An interesting topic came up recently about some people who seem to take or consume without any apparent exchange. They may be quite self-centered, dominate any talking and/or be very "needy." And, when it's all done, we feel depleted rather than enhanced.
Historically, we have socially referred to some people as "lecherous" for a number of reasons. And there are also references to those who are "needy," "a lot of work," or even narcissistic. And, yes, if we're not fully aware, if we give too much without knowing what we're doing we will be left drained, if not outright "used" or even "victimized," when we deal with such people.
When we think about, talk about or encounter such people we need to keep a few things in mind to be healthy:
First, we have to understand that our feeling depleted around these egos involves us as well. To being with, simply labeling someone as a "drain" may be a first step to wake up to having boundaries with others when we encounter them. If we've not had healthy boundaries-too loose or too rigid-we need to start someplace. However, as we learn who we are we realize that perhaps we've felt drained as much because we give too much of ourselves, remain too open, without any discernment. So we begin to see that this relationship of 'being taken from' (and depleted) involved our unconscious over-giving. The lord guru Jesus said not to give your pearls to "swine," meaning we have a responsibility to discern when and where to give to others. While it may be our task to love others unconditionally, that does not mean we give up ourselves to others unconditionally.

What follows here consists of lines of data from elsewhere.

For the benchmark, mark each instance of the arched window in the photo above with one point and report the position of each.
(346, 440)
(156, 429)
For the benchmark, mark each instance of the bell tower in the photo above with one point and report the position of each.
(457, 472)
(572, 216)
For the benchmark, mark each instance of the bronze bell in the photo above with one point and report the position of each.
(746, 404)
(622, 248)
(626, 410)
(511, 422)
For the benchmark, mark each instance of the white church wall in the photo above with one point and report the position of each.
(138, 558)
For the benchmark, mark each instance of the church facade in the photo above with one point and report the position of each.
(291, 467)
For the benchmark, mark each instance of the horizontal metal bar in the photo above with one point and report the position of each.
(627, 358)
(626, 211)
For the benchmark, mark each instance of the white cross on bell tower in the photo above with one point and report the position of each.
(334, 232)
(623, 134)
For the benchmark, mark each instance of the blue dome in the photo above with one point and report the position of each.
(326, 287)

Second, some people do indeed have a desperate and perhaps clinging or dominating way of being. This sets them up to never really get what they legitimately are in need of. From a place of compassion, this is tragic for them (as well as, perhaps, for us.) Something Eckhart Tolle points out is that what we are encountering in such people is ego, just ego. A false sense of self. And, most importantly, he points out that we must identify this "energetic" (my word) as ego and not confuse this behavior and energy with the true individual. As Eckhart puts it, "ego isn't wrong, it's just unconscious." (pg 42, A New Earth)
If we have someone in our lives that repeatedly leaves us perturbed, we may be feeling the energy necessary to "push back" with boundary setting. But our conditioned beliefs may be too simplistic. We might think we "should" give to them regardless as to whether it's wise. We may be set up to "be nice" at our own detriment. The feeling of "anger" may be our own healthy energy to set proper boundaries where they are lacking, but we've been conditioned that any such energy is bad and wrong. We may have "caretaking" tendencies where we are afraid to confront someone.
The ideal. Taking such responsibility to know ourselves may be challening at times, but this is how we enhance our relational immune system such that we can better afford to be in close proximity to others without being depleted ourselves. There will also be those times when we simply have to insist on some distance from certain people. But, as we grow in clarity and understanding we gain ability to love always, yet be discerning about to whom, and when we open and give ourselves to them. Then we truly live "Namaste," knowing that in each other, no matter how desperately narcissistic they may show up, is the Divine.